SABATTUS — The Maine Center for Disease Control and Prevention issued a warning to the town Tuesday morning about a case of rabies in the area.

The letter, addressed to the town manager, said the CDC detected rabies in a skunk Friday. The letter did not specify where the skunk was found, only that residents should avoid touching wild animals and that all domesticated animals should be up to date on their rabies vaccines.

Animal Control Officer Jeff Cooper said Maine Warden Service dispatched the skunk and sent it to CDC labs for testing. Neither Cooper nor local law enforcement were involved, he said.

Spokesman for the Maine CDC and Maine Warden Service were not immediately available Tuesday.

Rabies is a fatal virus that resides in and affects the brain and spinal cord, and is mostly found in wild mammals, according to Maine CDC information. The virus is transferred through all bodily fluids and happens because of bites and scratches from infected animals.

The incubation period for the virus it between two weeks and two months before it begins attacking the brain.

Signs for rabies vary, but animals with the virus may act shy, fearful, mean or extremely friendly or may stumble as if intoxicated. Early signs of rabies in humans include fever, headaches, lethargy, unclear thinking and anxiety. Once signs of the virus are apparent, death usually occurs.

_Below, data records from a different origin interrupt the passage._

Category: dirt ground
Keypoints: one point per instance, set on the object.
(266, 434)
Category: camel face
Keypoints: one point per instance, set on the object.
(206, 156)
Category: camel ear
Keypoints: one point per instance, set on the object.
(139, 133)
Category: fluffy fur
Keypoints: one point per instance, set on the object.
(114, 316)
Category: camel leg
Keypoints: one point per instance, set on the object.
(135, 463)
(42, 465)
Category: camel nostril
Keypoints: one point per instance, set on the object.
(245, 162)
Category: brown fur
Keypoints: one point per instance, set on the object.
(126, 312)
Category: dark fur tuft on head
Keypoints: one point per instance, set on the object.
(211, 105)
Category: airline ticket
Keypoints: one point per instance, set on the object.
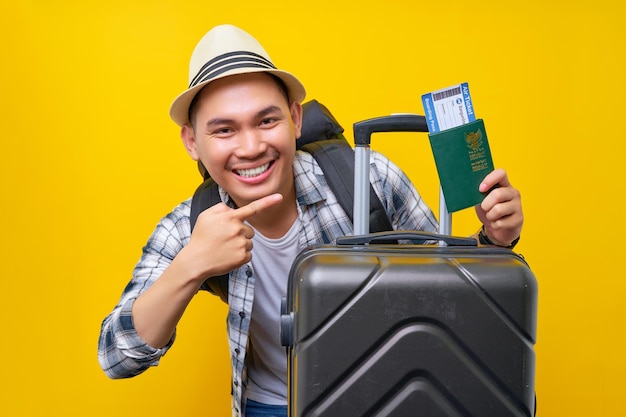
(448, 107)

Rabies is treatable in humans quickly after exposure. Those potentially exposed to the virus should contact their medical care providers to see if a vaccine is necessary. Pet owners should contact a veterinarian and the local animal control officer if their pet is bitten or scratched by an animal.

Wild animal attacks should prompt a call to a local game warden, or the local animal control officer if it’s a cat or dog.